Sudden mass die-offs have decimated tropical species like Panama’s golden frog and Costa Rica’s golden toad, and have also occurred closer to home, in the death of hundreds of spring peepers in Maine and up to a thousand wood frogs and spotted salamanders in Massachusetts in 2000. A more gradual but marked decline in vernal pool species such as wood frog and many salamanders is occurring in Connecticut, as development destroys or isolates the vernal pools and upland habitat where they live.

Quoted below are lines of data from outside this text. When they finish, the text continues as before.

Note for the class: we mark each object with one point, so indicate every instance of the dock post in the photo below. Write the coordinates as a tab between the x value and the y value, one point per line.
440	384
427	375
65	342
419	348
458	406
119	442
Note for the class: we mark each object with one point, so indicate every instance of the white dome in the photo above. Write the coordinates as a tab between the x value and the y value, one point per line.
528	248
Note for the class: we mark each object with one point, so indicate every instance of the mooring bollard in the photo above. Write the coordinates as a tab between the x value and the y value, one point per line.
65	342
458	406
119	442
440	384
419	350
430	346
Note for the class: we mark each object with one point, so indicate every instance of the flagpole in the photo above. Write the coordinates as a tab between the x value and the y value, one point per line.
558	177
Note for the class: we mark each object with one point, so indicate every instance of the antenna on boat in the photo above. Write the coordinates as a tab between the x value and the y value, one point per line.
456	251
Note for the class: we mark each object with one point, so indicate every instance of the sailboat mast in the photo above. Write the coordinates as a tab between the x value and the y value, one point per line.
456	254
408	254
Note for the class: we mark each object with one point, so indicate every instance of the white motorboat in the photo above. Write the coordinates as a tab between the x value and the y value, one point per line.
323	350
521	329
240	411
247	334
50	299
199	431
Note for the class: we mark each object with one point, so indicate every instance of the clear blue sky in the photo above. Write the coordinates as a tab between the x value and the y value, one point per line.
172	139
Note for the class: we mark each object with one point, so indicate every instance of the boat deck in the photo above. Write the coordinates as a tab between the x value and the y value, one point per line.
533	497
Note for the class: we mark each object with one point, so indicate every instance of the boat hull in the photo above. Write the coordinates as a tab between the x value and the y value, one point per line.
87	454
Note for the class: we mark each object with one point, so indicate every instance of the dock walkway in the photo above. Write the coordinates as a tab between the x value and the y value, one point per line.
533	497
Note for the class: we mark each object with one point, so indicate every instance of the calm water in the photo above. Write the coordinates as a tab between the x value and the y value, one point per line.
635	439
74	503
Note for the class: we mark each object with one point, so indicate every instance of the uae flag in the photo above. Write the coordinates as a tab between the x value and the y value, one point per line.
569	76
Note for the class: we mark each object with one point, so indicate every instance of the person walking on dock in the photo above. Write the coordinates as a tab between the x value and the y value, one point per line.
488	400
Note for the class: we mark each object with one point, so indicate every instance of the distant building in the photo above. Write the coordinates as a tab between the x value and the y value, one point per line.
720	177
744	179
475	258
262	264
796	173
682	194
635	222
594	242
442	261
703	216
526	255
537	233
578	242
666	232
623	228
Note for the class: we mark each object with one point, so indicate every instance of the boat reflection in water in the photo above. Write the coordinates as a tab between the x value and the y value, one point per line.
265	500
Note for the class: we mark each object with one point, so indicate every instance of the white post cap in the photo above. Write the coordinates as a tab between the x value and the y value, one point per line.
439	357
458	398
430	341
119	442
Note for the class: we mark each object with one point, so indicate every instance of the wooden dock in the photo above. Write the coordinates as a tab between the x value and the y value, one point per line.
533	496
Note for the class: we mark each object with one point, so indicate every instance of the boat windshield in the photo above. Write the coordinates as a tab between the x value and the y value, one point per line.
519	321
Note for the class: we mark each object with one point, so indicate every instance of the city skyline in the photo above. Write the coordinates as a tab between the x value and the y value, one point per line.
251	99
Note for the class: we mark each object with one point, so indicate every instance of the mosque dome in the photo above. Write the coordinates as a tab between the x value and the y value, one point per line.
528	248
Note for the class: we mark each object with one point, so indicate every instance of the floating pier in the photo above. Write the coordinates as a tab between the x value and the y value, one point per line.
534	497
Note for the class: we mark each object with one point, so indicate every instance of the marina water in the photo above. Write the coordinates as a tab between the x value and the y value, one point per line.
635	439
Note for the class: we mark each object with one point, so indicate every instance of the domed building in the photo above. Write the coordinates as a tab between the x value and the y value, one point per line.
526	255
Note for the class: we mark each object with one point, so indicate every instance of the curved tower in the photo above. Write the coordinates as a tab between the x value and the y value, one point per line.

So far, Norfolk has been spared a noticeable loss of our frogs, toads, newts and salamanders. According to scientist Michael Klemens, author of “Amphibians and Reptiles in Connecticut,” Connecticut’s northwest corner is “a stronghold for vernal pool species,” because we still have large intact landscapes where the amphibians can move to and between suitable wetlands for breeding. (Dr. Klemens is perhaps best known in Norfolk for finding the rare Jefferson salamander in a large vernal pool at the proposed Yale Farm golf course site.) He tells a cautionary tale of a town to the south, where every effort was made to preserve several vernal pools, but the connecting upland habitat was developed. Those pools have died a slow death, as their frogs and salamanders lost the upland habitat associated with their breeding pools. As Dr. Klemens warns, “saving the pool but not the landscape doesn’t prevent decline” of the vernal pool amphibians.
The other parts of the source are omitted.